ラウル・デュフィ

knockeye2014-06-08

 Bunkamuraにデュフィを観にいった。
 デュフィほど音楽を感じさせる画家はいない。これはたぶん言い古されている。でも、それは不思議なことじゃないだろうか。耳には静寂しかないのに、目が音楽を観る。
 私が今までに観たデュフィの展覧会は、ひとつは鎌倉の大谷美術館で、あそこはこじんまりとした美術館だし、もうひとつは東京の大丸で、それはテキスタイルデザインに偏っていたので、今回のように、回顧展というかたちで画業を一覧する企画はなかったから、ごく若い頃の、まだ、デュフィらしくなっていない、海の絵など、初めて観たけれど、特に、青の色は、たぶん天賦のもので、この人はこれから一生、この青色ひとつで、絵描きでいられるだろうと思わせる色だった。
 セザンヌみたいだったり、マチスみたいだったりする時期もあるが、その頃の絵にはまだ音楽は聞こえない。音楽が聞こえ始めるのは、線と色がお互いの束縛を離れて、自由なハーモニーを歌い始めてからだ。

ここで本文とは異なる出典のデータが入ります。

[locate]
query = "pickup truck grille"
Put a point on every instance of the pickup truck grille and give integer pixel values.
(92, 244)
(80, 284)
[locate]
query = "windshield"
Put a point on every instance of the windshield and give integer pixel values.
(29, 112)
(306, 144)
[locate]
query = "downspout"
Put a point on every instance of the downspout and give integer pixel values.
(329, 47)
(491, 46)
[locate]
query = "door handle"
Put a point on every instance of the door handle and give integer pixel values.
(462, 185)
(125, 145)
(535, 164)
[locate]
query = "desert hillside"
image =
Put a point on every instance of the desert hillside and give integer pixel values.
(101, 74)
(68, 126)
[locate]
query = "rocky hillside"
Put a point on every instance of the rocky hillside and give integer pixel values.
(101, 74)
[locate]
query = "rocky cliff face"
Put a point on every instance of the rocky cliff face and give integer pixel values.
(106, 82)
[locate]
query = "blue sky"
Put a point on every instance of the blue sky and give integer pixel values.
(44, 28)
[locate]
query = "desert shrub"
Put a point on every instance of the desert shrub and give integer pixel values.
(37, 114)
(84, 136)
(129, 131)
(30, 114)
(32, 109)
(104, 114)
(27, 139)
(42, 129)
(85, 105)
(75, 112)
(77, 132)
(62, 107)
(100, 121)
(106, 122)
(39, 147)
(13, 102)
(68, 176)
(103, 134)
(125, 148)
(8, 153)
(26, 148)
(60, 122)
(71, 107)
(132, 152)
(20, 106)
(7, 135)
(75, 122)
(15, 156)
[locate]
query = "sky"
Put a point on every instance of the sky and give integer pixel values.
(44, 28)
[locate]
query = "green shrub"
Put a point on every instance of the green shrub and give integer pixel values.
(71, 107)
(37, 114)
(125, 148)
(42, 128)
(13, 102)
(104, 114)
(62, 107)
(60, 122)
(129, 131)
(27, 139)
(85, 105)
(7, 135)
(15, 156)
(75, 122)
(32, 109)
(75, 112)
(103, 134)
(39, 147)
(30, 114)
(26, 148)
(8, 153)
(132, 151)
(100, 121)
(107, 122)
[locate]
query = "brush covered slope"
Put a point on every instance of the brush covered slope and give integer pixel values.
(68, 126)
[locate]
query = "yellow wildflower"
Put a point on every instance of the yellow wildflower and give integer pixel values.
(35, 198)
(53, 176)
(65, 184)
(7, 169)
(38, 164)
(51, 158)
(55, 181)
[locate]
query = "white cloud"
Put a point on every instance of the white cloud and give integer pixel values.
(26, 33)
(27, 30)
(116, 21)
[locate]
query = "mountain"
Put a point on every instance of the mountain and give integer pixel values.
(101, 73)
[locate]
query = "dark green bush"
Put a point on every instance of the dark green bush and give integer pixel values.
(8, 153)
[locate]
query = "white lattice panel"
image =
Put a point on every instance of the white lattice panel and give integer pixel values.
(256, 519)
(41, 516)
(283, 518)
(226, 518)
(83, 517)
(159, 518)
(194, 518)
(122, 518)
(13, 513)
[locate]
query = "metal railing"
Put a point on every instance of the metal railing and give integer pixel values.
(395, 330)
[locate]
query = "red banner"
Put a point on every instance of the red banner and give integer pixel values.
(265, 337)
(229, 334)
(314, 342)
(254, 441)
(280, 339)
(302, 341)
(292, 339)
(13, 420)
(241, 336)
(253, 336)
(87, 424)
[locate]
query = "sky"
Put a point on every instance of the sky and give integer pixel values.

 ポショワールのスタイル画が展示されていたが、デュフィは、ポール・ポワレと組んで、テキスタイルデザインにも本格的に取り組んでいた時期があったそうで、線と色が自由であっていいという発見は、このころ、染色やポショワールで偶然生じる色のずれから、その発想を獲得したんだろう。
 テキスタイルデザインをして、スタイル画まで描いている、となれば、今の感覚でいうと、デュフィはじゅうぶんにデザイナーと名乗れるだろう。
 迂闊すぎたかもしれないけれど、デュフィが‘服’の意識を持っていたことを、遅ればせながら気がついた。服を着た肉体という意識は、美術の世界では、珍しいものであった可能性について、ちょっと考えさせられた。
 もちろん、古典絵画が裸婦ばかり描いていたわけではないが、しかし、服は、絵の世界では、デュフィの直前まで、すくなくとも‘スタイル’でも、‘ファッション’でもなかった。
 たとえば、ミレーの落ち穂拾いに描かれている、3人の女性の、スカートだったか帽子だったかの色は、たしか、なにか道徳的な、あるいは宗教的な「意味」で、当時の人は絵に描かれている服の色をそのように記号的に理解していたらしい。
 デュフィの獲得した‘ファッション’の意識、‘服’という意識と‘音楽’という意識は、つながっているか?、について、考えさせられた。
 たとえば、デュフィ以前、肖像画に描かれている服は、財力を表しているにすぎないだろう。たとえば、王女マルガリータとか。でも、無名のモデルたちが着ている服は、ホントは何を表しているんだろう?。たとえば、歌麿の遊女たちが着ている、流れるような着物の裾だったり、タマラ・ド・レンピツカのキゼットが着ている緑の服とか。
 イメージでは、本来、裸婦と服に意味の違いはない。もっといえば、裸婦と柘榴であっても、裸婦とただの赤い色面であっても、そこに意味の違いはない。見ている私たちが、そのイメージを、勝手に意味に転換しているだけだ。
 デュフィは色と輪郭を分離した。そこに音楽が見えるとしたら、私たちの脳が、音楽をどう認識しているのかについて、なにかしら面白い推論ができそうな気がする。音楽とはけっきょく時間差による音のずれだから。